The Forum (BBC) In some of my Roman history podcast listening, there was mention of someone called Boo-dicker. I’d never heard Boadicea’s name pronounced Boudica (Boo-dicker) and it took me a while to work out who they were talking about. Boudica, warrior queen features Professors Richard Hingley and Miranda Aldhouse-Green and Dr. Jane Webster. Boudica was the wife of the leader of the Iceni people. When he was killed in around 60AD and her daughters (and probably she, too) were raped, Boudica, driven by Roman brutality, led a rebellion against the Roman army and marched on London. The Romans were completely unprepared for the uprising, and even though she was defeated, she has gone down in history. She was ‘recovered’ in Elizabethan England, where parallels were drawn between these two female red-headed leaders, and again in Victorian imperial times (although if they thought about it, she was a guerilla insurgent, not the Victorian imperialists’ favourite person). The Suffragettes adopted her too.

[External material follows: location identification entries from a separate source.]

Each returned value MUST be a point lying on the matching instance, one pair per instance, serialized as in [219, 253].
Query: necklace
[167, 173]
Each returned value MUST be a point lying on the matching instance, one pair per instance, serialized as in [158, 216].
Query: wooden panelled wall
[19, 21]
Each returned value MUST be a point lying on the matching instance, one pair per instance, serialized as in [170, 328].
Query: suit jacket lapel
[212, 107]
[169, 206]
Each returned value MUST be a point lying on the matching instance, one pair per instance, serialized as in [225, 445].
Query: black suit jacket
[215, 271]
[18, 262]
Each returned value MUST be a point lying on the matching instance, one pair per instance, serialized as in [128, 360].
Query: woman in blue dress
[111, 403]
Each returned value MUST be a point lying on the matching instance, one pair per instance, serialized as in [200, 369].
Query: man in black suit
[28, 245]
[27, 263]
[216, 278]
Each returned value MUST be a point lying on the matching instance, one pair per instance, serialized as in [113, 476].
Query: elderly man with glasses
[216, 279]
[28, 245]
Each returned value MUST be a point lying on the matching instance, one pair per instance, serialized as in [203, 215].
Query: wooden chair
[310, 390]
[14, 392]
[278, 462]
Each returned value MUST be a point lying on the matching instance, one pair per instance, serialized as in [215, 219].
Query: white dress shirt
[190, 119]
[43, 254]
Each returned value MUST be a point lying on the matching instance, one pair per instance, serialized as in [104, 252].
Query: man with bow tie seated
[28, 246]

How It Happened (Axios) In the midst of COVID and Black Lives Matter, the Abraham Accords seem to have fallen from view. In this two-part series Trump’s Big Deal, Jonathan Swan talks with Axios Middle East correspondent Barak Ravid about how seemingly out of thin air, all of a sudden Arab countries decided that they wanted to have treaties with Israel. I didn’t trust it then, and I don’t trust it now. In Trump’s Big Deal Part I: May Your House Be Destroyed, we learn how Donald Trump, through his son-in-law Jarrod Kushner, wanted to “deal” to make the West Bank an international meeting place. After moving the American Embassy to Jerusalem, and siding with the extreme right-wingers of both the Republicans and Israeli politics, Trump was blindsided by Netanyahu’s annexation of the West Bank announced at a public meeting. In Trump’s Big Deal Part II: From Secret Alliance to the Abraham Accords sees how these accords were leveraged to stop Netanyahu from annexing the West Bank, thus scuppering forever a two-state solution. Apparently there were always links between Arab states and Israel, and this has just formalized them. I can’t see this ending well.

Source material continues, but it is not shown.